Not available at diagnosis: When seeing a new patient, you do not know how many months they will survive. Any feature that encodes that future information must be excluded.
It dominates other features: When included, Survival Months gets ~75% feature importance; real clinical features (tumor size, grade, stage) shrink to a few percent. The model then ignores actual medical indicators.
This dashboard proves it: With Survival Months properly excluded, accuracy is ~70% and the model relies on diagnosis-time features only - the only setup valid for real-world use.

Rule: Never include variables that contain information from the future or that reveal the outcome you're predicting. Survival Months is the outcome's timeline - including it gives a model that fails in practice.

DATA LEAKAGE: What It Looks Like

This is what happens when you include "Survival Months" as a feature

WITH Survival Months (BAD)

Accuracy	83.1%
ROC AUC	0.810
Features Used	15

LOOKS AMAZING BUT USELESS!
Cannot be used in real world

WITHOUT Survival Months (GOOD)

Accuracy	69.9%
ROC AUC	0.671
Features Used	14

HONEST & DEPLOYABLE
Can be used in clinical practice

🔍 The Smoking Gun: Feature Importance

When "Survival Months" is included, it dominates all other features:

Feature importance graph showing Survival Months dominance

What This Graph Shows:

"Survival Months" has ~0.75 (75%) importance - completely dominates!
All clinical features (Tumor Size, Grade, Stage) are tiny - only ~0.05 (5%) each.
The model ignores actual medical indicators and just uses survival duration.
This is circular logic: using "how long they lived" to predict "if they're alive".

The Bottom Line

~83% accuracy is meaningless because you can't know "Survival Months" until after the patient has already survived that long! (V01 homework run with Survival Months included.)

It's like predicting tomorrow's weather by checking tomorrow's temperature - impossible in practice.

Accuracy: Fraction of correct predictions (Alive vs Dead).

ROC AUC (Area Under the ROC Curve): How well the model separates classes; 1.0 = perfect, 0.5 = random.

Sensitivity (Recall Alive): Of all truly alive patients, how many we correctly predict as alive.

Specificity: Of all truly dead patients, how many we correctly predict as dead.

F1 (Alive): Balance between precision and recall for the "Alive" class.

Deltas show the change when we drop one feature compared to the baseline (all columns).

What the model predicts: Alive or Dead (survival status). “Best drop” = removing that feature gave highest accuracy (keeping it may add noise). “Best keep” = removing that feature gave lowest accuracy - so dropping it makes the model less accurate; keeping that feature makes the model more accurate.
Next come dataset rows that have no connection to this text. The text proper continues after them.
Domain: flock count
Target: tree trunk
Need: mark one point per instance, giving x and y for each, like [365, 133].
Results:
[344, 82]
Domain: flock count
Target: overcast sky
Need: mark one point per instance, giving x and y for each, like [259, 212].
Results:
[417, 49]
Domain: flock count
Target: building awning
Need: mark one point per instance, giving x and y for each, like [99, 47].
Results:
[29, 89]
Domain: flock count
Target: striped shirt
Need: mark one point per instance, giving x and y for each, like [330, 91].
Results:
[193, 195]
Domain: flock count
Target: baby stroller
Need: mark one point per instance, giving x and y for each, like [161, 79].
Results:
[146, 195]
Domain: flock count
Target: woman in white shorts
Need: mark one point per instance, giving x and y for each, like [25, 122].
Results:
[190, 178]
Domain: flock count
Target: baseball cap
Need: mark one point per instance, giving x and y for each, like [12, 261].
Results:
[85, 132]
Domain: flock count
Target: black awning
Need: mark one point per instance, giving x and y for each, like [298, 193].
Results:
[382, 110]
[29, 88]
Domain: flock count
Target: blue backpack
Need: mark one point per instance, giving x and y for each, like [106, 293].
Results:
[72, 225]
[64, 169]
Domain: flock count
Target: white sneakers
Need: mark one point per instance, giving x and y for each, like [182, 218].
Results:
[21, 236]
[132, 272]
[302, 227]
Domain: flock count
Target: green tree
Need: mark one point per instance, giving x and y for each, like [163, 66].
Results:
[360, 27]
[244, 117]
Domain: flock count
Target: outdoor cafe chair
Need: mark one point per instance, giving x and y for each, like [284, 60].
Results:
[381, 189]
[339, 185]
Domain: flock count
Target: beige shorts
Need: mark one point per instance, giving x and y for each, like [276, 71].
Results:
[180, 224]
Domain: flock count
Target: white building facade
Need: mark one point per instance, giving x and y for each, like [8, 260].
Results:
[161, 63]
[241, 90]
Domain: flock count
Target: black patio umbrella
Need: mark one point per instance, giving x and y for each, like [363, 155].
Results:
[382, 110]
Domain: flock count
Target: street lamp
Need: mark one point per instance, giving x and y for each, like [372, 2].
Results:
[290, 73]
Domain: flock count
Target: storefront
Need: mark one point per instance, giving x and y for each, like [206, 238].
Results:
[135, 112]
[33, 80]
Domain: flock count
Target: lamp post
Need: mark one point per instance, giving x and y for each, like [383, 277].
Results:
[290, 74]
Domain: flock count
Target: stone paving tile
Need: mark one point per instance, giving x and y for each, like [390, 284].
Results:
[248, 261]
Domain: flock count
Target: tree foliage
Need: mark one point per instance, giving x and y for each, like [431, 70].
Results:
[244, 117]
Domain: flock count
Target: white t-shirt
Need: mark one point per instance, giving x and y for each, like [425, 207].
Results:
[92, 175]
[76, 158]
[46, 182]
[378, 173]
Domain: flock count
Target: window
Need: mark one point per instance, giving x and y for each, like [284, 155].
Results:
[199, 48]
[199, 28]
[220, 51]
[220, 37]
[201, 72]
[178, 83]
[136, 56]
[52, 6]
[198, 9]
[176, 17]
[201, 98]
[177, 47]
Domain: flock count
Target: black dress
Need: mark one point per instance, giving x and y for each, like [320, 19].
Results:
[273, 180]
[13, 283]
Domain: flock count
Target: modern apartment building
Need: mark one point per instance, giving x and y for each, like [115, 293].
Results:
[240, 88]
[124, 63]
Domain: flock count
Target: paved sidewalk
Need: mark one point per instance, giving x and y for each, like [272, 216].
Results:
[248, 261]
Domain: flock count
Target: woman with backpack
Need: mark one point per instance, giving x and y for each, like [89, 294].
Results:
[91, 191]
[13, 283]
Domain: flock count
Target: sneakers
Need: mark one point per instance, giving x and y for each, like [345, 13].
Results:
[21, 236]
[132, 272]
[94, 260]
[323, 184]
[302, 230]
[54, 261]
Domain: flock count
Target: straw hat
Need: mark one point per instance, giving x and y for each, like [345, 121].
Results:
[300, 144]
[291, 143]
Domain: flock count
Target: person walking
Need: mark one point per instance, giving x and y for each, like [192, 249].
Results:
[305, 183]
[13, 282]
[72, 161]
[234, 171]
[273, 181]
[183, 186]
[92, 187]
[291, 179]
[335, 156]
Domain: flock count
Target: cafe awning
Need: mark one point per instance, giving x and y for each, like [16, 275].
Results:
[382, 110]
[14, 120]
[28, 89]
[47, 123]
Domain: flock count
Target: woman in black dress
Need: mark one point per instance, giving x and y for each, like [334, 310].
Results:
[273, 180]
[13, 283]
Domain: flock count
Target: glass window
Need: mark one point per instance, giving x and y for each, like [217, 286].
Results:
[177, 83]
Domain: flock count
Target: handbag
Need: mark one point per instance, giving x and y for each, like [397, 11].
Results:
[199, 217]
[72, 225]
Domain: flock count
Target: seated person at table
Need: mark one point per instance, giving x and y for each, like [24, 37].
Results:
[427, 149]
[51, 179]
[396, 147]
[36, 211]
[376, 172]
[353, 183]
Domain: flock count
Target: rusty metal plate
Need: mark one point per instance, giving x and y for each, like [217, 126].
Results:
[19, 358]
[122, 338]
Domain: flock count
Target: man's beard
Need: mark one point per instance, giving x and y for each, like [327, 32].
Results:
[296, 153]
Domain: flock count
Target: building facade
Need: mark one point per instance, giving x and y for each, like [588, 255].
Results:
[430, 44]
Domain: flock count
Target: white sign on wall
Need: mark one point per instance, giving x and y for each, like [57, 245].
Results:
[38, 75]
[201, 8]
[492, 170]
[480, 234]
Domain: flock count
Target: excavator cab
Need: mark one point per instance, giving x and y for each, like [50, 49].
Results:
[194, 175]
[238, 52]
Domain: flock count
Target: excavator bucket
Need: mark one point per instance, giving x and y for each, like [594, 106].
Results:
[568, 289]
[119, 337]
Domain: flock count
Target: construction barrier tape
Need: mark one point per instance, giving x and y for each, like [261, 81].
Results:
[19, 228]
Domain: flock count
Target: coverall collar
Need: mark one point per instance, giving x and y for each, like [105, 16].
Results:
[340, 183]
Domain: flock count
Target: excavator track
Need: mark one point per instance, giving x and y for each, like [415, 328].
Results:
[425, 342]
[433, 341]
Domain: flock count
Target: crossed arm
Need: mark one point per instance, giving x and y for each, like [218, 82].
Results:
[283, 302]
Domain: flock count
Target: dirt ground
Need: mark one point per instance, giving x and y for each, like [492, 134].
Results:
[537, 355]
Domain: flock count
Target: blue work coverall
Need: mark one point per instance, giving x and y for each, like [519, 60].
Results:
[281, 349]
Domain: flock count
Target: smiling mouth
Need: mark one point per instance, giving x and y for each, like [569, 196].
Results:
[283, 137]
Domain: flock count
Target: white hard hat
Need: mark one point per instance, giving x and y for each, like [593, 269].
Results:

So best keep = important to keep.

Green = IMPROVEMENT
+0.029 Accuracy went up when we dropped that feature.
+0.018 ROC AUC improved.

Red = DECLINE
-0.058 Accuracy dropped when we removed that feature.
Feature is likely important for the model.

What the data suggests

Dropping Marital Status or Regional Node Examined improves accuracy - the model may rely less on these or they add noise in this setup.
Dropping Progesterone Status or 6th Stage hurts accuracy the most - these features appear important for predicting survival.
ROC AUC can sometimes increase when accuracy drops (e.g. better ranking of predictions but more errors). Always look at both.